Par Jean-François Ponsot, économiste atteré
Le dégel des relations diplomatiques entre les Etats-Unis et Cuba n’est pas anodin. Il traduit la volonté des Etats-Unis de conquérir un nouveau marché, mais également de retrouver leur zone d’influence naturelle : l’Amérique latine. Il faut dire qu’avec l’alternance politique dans les années 2000 en Amérique du sud, ils ont perdu de leur suprématie dans la région. L’arrivée au pouvoir de gouvernements de gauche (Lula au Brésil, Chavez au Venezuela, Kirchner en Argentine, Correa en Equateur, Morales en Bolivie, etc.) a favorisé dans ces pays le rejet des prescriptions néolibérales du Consensus de Washington, une intervention accrue de l’Etat, avec notamment l’activation d’ambitieuses politiques de redistribution des richesses, et le souci d’intégrer des objectifs sociaux et environnementaux dans les politiques publiques. Elle a traduit aussi une forte volonté de se détourner de la dépendance au dollar. Le poids des motivations d’ordre politique ou économiques diffèrent selon les pays. Mais, globalement, la recherche de cet objectif a réuni les dirigeants sud-américains autour de la nécessité de diversifier la liste des partenaires commerciaux, de rejeter la zone de libre-échange des Amériques (ZLEA) voulue par George Bush, de prendre ses distances avec les institutions financières internationales (Banque Mondiale, FMI), et enfin de promouvoir le développement de la coopération monétaire régionale pour se passer du dollar.
La Chine, grand gagnant
Le grand gagnant de cette évolution est la Chine, devenue le premier partenaire commercial du Brésil et le premier créancier de la région. Les crédits qu’elle accorde servent en priorité ses intérêts : financements d’industries extractivistes et exploitation intensives des ressources naturelles. Certains gouvernements, ceux du Venezuela et de l’Equateur, vivent à nouveau sous perfusion financière. Mais la Chine sait accorder des facilités de paiement : plus de la moitié des prêts sont assortis de clauses permettant de rembourser l’emprunt en pétrole. Ce qui n’incite évidemment pas à sortir de la spécialisation centrée sur l’exploitation du pétrole…

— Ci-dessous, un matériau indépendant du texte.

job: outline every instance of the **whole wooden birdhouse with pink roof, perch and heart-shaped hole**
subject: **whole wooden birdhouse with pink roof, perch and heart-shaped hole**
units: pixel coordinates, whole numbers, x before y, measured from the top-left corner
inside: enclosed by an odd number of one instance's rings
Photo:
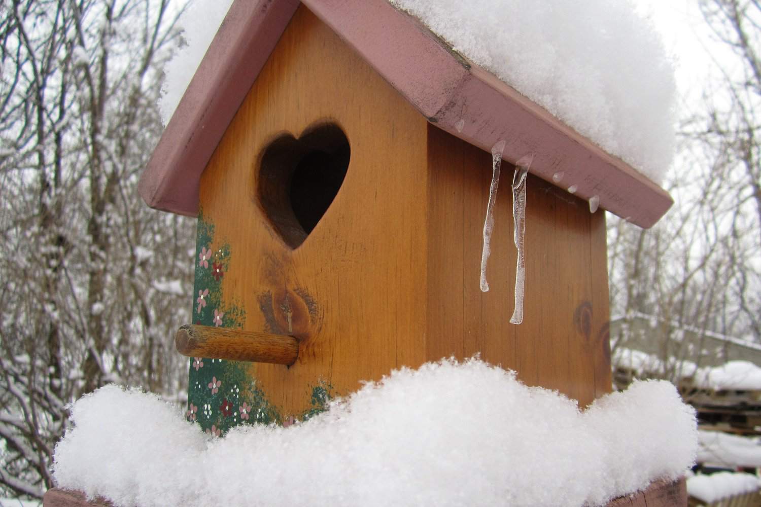
[[[528,167],[524,220],[509,182],[489,199],[500,159]],[[188,417],[214,434],[476,354],[586,406],[611,388],[591,208],[650,227],[671,204],[387,0],[234,2],[141,192],[198,217],[177,347]]]

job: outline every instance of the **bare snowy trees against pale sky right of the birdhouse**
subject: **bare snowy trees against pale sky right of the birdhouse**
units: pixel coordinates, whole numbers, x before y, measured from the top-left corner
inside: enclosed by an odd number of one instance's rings
[[[720,78],[705,84],[705,109],[683,117],[666,183],[677,204],[652,230],[609,226],[611,303],[625,323],[613,347],[626,347],[627,315],[640,312],[660,323],[662,359],[698,364],[706,351],[674,339],[680,327],[761,341],[761,2],[700,7],[734,59],[715,57]]]

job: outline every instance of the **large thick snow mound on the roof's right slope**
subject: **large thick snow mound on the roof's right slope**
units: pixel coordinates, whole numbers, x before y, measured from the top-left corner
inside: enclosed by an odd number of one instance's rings
[[[663,178],[675,142],[673,65],[632,2],[389,2],[610,154]]]

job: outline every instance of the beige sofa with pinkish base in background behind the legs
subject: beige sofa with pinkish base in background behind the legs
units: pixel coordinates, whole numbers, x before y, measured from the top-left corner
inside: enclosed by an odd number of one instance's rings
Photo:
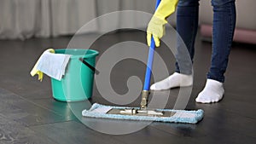
[[[210,0],[201,0],[201,36],[212,37],[212,6]],[[234,41],[256,44],[256,1],[236,0],[236,30]]]

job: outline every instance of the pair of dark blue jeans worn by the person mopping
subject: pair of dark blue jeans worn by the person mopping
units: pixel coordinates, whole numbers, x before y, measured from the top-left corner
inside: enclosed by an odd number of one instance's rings
[[[192,61],[195,54],[198,9],[199,0],[179,0],[177,4],[177,33],[183,39]],[[235,0],[212,0],[212,10],[212,61],[207,78],[224,83],[224,72],[228,65],[236,26]],[[176,62],[176,72],[184,74],[192,72],[188,68],[184,71],[180,69],[181,66],[178,66]]]

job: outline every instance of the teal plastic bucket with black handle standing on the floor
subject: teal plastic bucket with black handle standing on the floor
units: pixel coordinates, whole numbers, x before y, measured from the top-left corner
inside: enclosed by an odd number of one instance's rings
[[[90,99],[95,74],[91,67],[95,67],[96,55],[99,53],[92,49],[55,49],[55,54],[71,55],[61,81],[51,78],[52,94],[55,100],[84,101]]]

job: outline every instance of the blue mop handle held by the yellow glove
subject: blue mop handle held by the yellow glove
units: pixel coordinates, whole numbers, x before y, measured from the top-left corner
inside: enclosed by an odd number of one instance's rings
[[[156,0],[155,3],[155,10],[157,9],[158,5],[160,4],[161,0]],[[144,81],[144,88],[143,90],[149,90],[149,85],[150,85],[150,78],[151,78],[151,69],[153,66],[153,60],[154,60],[154,38],[153,36],[151,37],[151,43],[149,47],[149,52],[148,52],[148,63],[147,63],[147,70],[146,70],[146,75],[145,75],[145,81]]]

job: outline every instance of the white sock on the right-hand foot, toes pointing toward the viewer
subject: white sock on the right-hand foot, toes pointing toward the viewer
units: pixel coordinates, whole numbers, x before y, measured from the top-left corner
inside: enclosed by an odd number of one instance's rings
[[[223,83],[220,83],[217,80],[207,79],[205,88],[201,91],[201,93],[199,93],[195,101],[201,103],[218,102],[223,98],[223,95]]]

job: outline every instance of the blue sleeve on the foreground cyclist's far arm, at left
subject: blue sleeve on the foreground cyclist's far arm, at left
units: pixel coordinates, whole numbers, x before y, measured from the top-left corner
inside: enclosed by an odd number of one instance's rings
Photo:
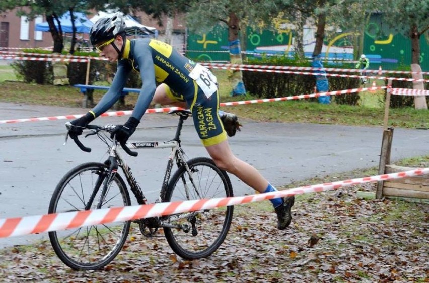
[[[130,71],[131,68],[129,66],[120,62],[118,63],[118,68],[116,70],[115,77],[113,78],[112,85],[101,98],[100,102],[92,109],[96,117],[106,112],[120,98]]]

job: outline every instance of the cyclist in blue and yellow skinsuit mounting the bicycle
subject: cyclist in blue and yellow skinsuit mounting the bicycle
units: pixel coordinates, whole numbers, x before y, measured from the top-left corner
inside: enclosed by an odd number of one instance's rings
[[[158,103],[189,108],[202,144],[219,168],[260,193],[276,191],[256,168],[231,152],[218,113],[217,79],[208,69],[164,42],[150,38],[127,39],[125,23],[119,14],[99,19],[91,28],[90,40],[101,56],[111,62],[117,61],[117,71],[100,102],[86,115],[72,121],[77,127],[69,131],[70,136],[82,134],[82,127],[107,111],[121,96],[128,74],[136,70],[141,76],[141,92],[131,117],[114,129],[112,135],[116,135],[118,141],[126,142],[134,133],[153,98]],[[161,84],[156,87],[156,82]],[[278,218],[277,228],[283,230],[291,222],[294,197],[271,199],[271,202]]]

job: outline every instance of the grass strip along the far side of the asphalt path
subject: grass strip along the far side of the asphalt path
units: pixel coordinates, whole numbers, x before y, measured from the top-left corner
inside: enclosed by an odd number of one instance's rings
[[[220,83],[221,102],[257,99],[254,96],[230,97],[232,90],[226,71],[214,70]],[[14,80],[10,66],[0,66],[0,102],[25,103],[34,105],[81,107],[82,95],[79,89],[71,86],[52,86],[27,84]],[[100,83],[99,83],[100,84]],[[104,91],[94,91],[94,101],[104,95]],[[297,122],[342,125],[383,125],[384,107],[380,107],[381,92],[361,93],[363,102],[360,106],[330,105],[308,100],[258,103],[223,107],[222,110],[233,112],[242,119],[266,122]],[[126,98],[125,109],[132,109],[137,96]],[[390,109],[389,126],[403,128],[429,128],[427,111],[412,108]]]

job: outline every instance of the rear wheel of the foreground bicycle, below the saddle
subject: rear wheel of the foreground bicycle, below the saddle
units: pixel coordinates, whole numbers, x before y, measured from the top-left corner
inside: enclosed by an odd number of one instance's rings
[[[190,184],[189,174],[182,165],[171,178],[164,201],[185,201],[196,199],[211,199],[232,197],[233,190],[227,173],[219,169],[213,160],[205,157],[197,157],[187,161],[189,169],[193,173],[195,185],[200,190],[197,196],[194,190],[187,197],[184,193],[183,178]],[[205,187],[203,187],[205,185]],[[208,187],[207,187],[208,185]],[[164,227],[164,235],[172,250],[186,260],[205,258],[215,252],[224,242],[231,226],[233,218],[233,206],[198,211],[194,213],[182,213],[166,217],[167,222],[173,225],[190,224],[190,219],[195,223],[197,235],[191,235],[183,229]]]

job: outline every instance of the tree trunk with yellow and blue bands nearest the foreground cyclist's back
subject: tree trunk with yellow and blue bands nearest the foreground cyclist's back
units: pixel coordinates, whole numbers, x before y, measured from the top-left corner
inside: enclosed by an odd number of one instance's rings
[[[228,21],[228,41],[230,47],[231,64],[242,64],[241,46],[239,39],[240,19],[234,12],[230,13]],[[231,96],[245,95],[246,89],[243,84],[243,74],[241,71],[229,70],[229,78],[232,81],[233,90]]]

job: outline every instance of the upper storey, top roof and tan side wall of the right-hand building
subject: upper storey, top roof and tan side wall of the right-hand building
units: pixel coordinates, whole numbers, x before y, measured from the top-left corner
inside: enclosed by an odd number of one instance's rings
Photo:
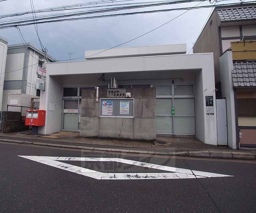
[[[256,4],[219,6],[214,9],[193,46],[193,53],[213,53],[216,97],[221,97],[220,55],[231,41],[256,39]]]

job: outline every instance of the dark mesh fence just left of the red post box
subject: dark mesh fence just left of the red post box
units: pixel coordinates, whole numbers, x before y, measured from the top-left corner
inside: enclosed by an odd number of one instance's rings
[[[30,107],[7,105],[6,121],[20,121],[26,116],[26,110]]]

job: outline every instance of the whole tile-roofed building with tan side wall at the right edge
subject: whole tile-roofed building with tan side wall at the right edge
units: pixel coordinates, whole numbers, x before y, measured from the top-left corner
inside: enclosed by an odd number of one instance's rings
[[[256,146],[256,4],[216,7],[193,47],[213,52],[232,148]]]

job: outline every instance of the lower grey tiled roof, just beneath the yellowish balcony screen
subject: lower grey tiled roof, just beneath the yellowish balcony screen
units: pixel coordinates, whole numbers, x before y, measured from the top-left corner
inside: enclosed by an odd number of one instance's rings
[[[234,62],[232,79],[234,87],[256,87],[256,61]]]

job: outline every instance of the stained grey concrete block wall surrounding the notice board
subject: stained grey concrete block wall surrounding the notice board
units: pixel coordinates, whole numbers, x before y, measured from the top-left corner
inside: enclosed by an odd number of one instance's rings
[[[84,88],[80,136],[155,140],[155,88],[128,88],[127,92],[134,98],[134,118],[100,117],[100,101],[96,103],[96,89]],[[107,98],[106,88],[99,90],[99,98]]]

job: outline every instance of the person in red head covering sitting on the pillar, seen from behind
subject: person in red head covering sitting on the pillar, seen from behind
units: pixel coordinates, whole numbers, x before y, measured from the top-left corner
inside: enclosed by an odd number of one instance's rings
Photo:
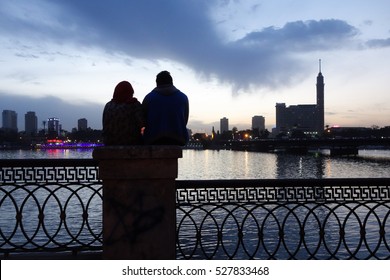
[[[141,103],[133,97],[128,81],[120,82],[103,111],[103,142],[105,145],[140,145],[145,126]]]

L’essor des échanges entre la Chine et l’Amérique du sud n’a donc pas contribué à la mise en application d’un nouveau modèle de développement pourtant voulu par les nouveaux dirigeants. Au contraire, ils ont enfermé l’Amérique du sud dans une nouvelle dépendance commerciale et financière, accéléré la désindustrialisation et la reprimarisation de l’économie, engagé une redistribution inéquitable des richesses et accentué l’exploitation intensive des ressources naturelles. L’Amérique du sud a renoué, malgré elle, avec deux de ses vieux démons : la dette, et une dépendance commerciale qui l’enferme dans l’extractivisme. Si l’on ajoute à cela, le net ralentissement de la croissance et la chute brutale du prix du pétrole qui pénalise les exportateurs de brut, nul doute que l’année 2015 sera difficile pour la majorité des pays de ce continent.